Sunday, December 24, 2006

Choosing The Best Home Improvement Loan

By Daniel Roshard

Kitchen make over, living room extension, roof and ceiling replacements, doors and windows replacement, and home repainting can cost thousands of dollars. If you don’t have enough money to finance any of these, you can always count on mortgage loan.

While you can always apply on the first lender you can see online, getting the best home improvement loan rate would take more work than that.

To get started, here are the things you should do:

Know how much money you need. Say your kitchen improvement would cost $15,000 and you already have $5,000 on hand, what you should be looking for is a lender that would let you borrow at least $10,000. Simple math right? But finding a lender that will let you borrow this amount is easy; getting the best home improvement rate that is easy to pay is entirely a different story.

Home improvement loan rate depends on different criteria. And two of the most important factors that would affect your rate are your credit history and the amount of your equity.

Credit history influences the interest rate of your loan. It is important that you have a good credit score. Generally, if a person has a good credit score, he or she can receive a lower rate. A person with bad credit score on the other hand can get the same loan at a higher interest rate.

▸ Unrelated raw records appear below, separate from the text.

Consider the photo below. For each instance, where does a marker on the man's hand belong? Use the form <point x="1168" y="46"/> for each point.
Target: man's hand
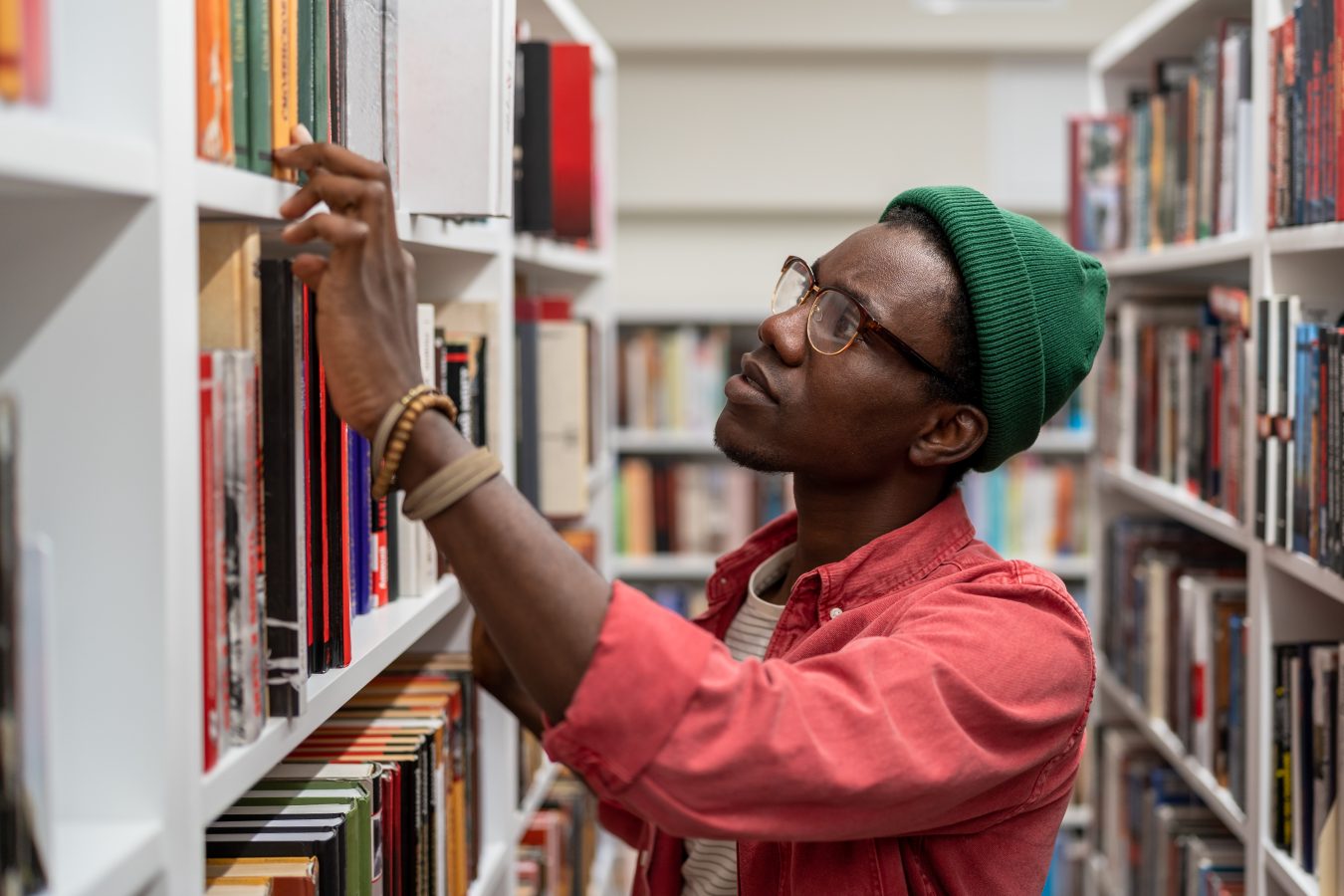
<point x="365" y="289"/>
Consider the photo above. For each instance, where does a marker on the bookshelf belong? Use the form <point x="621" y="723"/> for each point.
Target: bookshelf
<point x="1290" y="595"/>
<point x="101" y="195"/>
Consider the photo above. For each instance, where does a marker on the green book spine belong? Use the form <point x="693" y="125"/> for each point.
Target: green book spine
<point x="322" y="72"/>
<point x="306" y="65"/>
<point x="238" y="53"/>
<point x="258" y="85"/>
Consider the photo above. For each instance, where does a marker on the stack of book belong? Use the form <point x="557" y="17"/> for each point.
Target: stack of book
<point x="557" y="849"/>
<point x="418" y="87"/>
<point x="553" y="141"/>
<point x="1304" y="760"/>
<point x="382" y="798"/>
<point x="1304" y="115"/>
<point x="1186" y="150"/>
<point x="24" y="53"/>
<point x="1179" y="389"/>
<point x="1156" y="835"/>
<point x="672" y="377"/>
<point x="554" y="421"/>
<point x="1028" y="508"/>
<point x="686" y="507"/>
<point x="293" y="545"/>
<point x="1175" y="635"/>
<point x="23" y="707"/>
<point x="1298" y="437"/>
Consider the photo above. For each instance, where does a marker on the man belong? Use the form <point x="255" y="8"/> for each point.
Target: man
<point x="917" y="719"/>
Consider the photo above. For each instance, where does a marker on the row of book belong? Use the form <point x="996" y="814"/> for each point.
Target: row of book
<point x="1179" y="377"/>
<point x="1304" y="115"/>
<point x="1304" y="761"/>
<point x="24" y="51"/>
<point x="293" y="545"/>
<point x="382" y="798"/>
<point x="1155" y="833"/>
<point x="1175" y="635"/>
<point x="434" y="91"/>
<point x="1176" y="166"/>
<point x="1298" y="437"/>
<point x="556" y="853"/>
<point x="1029" y="507"/>
<point x="24" y="826"/>
<point x="669" y="507"/>
<point x="672" y="377"/>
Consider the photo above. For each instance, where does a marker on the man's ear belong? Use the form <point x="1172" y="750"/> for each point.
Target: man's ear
<point x="953" y="434"/>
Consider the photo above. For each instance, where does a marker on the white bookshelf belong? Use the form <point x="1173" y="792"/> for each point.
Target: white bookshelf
<point x="1292" y="598"/>
<point x="101" y="196"/>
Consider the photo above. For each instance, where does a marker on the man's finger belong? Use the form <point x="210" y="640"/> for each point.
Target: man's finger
<point x="311" y="269"/>
<point x="337" y="230"/>
<point x="333" y="157"/>
<point x="340" y="192"/>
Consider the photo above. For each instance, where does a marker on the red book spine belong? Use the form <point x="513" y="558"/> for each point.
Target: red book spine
<point x="308" y="468"/>
<point x="571" y="140"/>
<point x="208" y="564"/>
<point x="345" y="560"/>
<point x="326" y="514"/>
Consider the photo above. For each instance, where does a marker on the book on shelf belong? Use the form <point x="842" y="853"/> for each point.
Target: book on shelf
<point x="384" y="794"/>
<point x="24" y="608"/>
<point x="1097" y="181"/>
<point x="1298" y="431"/>
<point x="1186" y="144"/>
<point x="391" y="80"/>
<point x="1304" y="115"/>
<point x="1175" y="635"/>
<point x="1178" y="392"/>
<point x="1028" y="508"/>
<point x="24" y="51"/>
<point x="554" y="408"/>
<point x="692" y="507"/>
<point x="1155" y="833"/>
<point x="553" y="140"/>
<point x="293" y="545"/>
<point x="672" y="377"/>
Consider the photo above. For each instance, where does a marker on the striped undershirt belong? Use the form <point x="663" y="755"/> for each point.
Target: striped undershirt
<point x="711" y="865"/>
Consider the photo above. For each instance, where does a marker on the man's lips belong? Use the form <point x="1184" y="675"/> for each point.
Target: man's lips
<point x="756" y="375"/>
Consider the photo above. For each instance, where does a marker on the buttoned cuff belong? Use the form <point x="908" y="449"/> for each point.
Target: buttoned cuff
<point x="644" y="672"/>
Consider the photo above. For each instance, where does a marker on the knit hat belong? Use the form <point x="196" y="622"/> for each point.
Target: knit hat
<point x="1037" y="307"/>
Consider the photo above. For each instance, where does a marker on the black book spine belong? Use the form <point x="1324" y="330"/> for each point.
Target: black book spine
<point x="318" y="565"/>
<point x="279" y="487"/>
<point x="537" y="138"/>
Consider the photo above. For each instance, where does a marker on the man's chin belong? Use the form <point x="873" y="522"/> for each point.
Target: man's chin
<point x="749" y="456"/>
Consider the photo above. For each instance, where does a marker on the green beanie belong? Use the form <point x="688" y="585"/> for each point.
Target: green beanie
<point x="1037" y="307"/>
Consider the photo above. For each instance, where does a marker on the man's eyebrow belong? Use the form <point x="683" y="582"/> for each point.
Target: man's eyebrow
<point x="863" y="301"/>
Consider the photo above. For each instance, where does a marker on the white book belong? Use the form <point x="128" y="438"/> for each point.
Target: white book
<point x="450" y="82"/>
<point x="561" y="416"/>
<point x="361" y="29"/>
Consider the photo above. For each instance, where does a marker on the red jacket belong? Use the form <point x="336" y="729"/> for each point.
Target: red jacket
<point x="914" y="729"/>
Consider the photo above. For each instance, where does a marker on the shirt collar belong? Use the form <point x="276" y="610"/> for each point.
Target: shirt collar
<point x="889" y="561"/>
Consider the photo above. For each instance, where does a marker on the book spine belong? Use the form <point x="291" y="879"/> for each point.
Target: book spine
<point x="284" y="78"/>
<point x="258" y="85"/>
<point x="241" y="93"/>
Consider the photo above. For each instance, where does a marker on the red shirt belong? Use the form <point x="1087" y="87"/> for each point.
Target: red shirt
<point x="916" y="727"/>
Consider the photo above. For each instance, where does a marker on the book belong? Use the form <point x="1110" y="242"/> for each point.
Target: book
<point x="214" y="82"/>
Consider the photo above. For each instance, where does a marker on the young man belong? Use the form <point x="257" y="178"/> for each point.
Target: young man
<point x="875" y="702"/>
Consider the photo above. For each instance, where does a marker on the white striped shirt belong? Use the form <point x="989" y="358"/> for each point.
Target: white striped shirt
<point x="711" y="865"/>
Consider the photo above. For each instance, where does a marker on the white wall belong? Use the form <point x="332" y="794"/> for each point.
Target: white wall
<point x="749" y="130"/>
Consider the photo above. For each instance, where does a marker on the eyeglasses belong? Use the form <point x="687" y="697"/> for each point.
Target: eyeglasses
<point x="836" y="320"/>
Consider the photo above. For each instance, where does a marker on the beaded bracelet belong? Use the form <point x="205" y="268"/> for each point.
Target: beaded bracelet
<point x="452" y="484"/>
<point x="402" y="433"/>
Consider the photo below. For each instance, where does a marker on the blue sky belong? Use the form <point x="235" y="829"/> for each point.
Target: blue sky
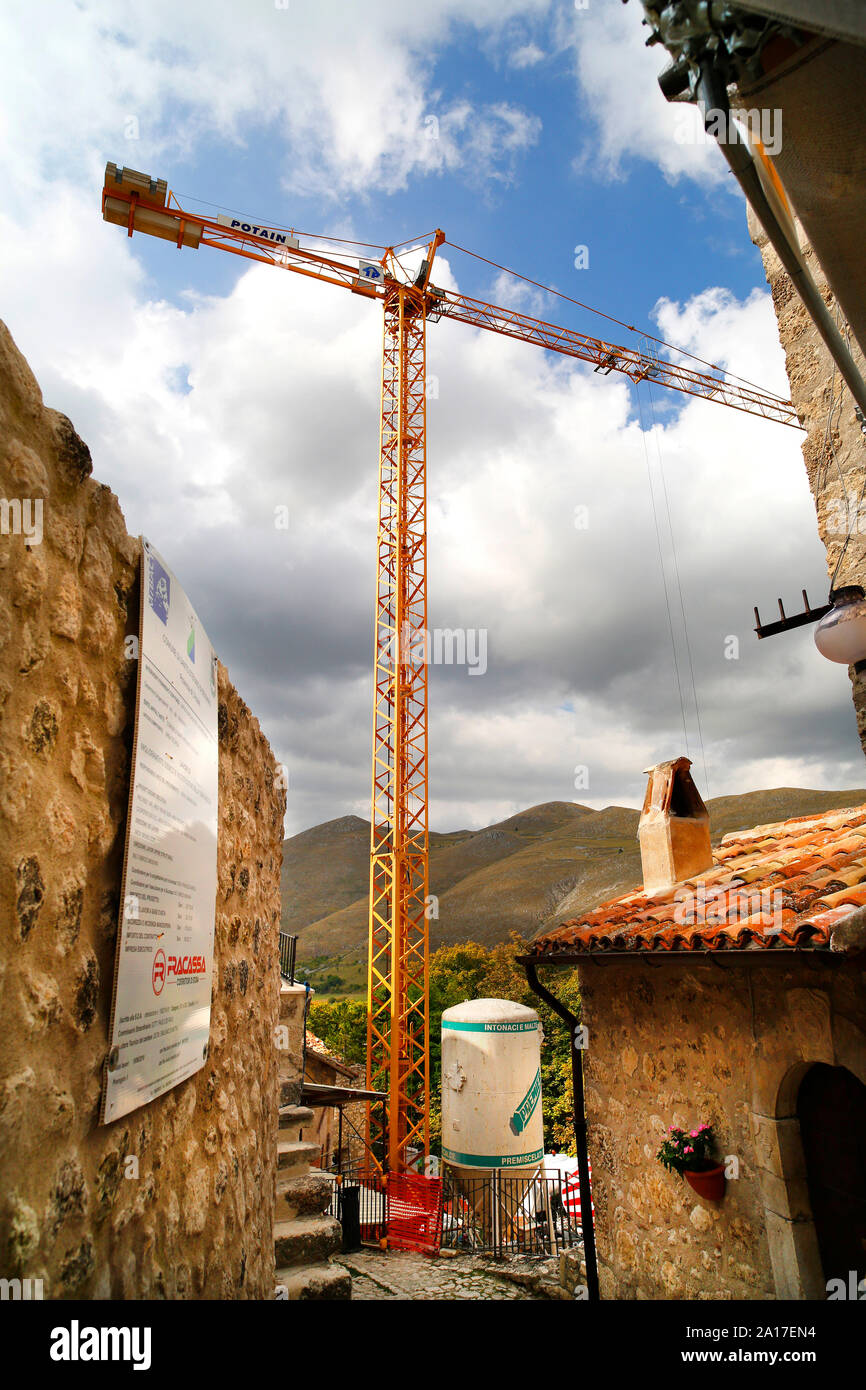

The amount of your equity determines the amount of your loan. Your equity is computed by subtracting the value of your home to the mortgage or the amount you owe at your bank.

Having a bad credit score would not remove your chances of getting the best home improvement loan rate. What you should do is to search for different lenders that would offer you the best rate under bad credit rating. This also applies if you have a good credit score. In short, whether you have a good or bad credit rating, you need to search thoroughly to find the best rate for your specific need.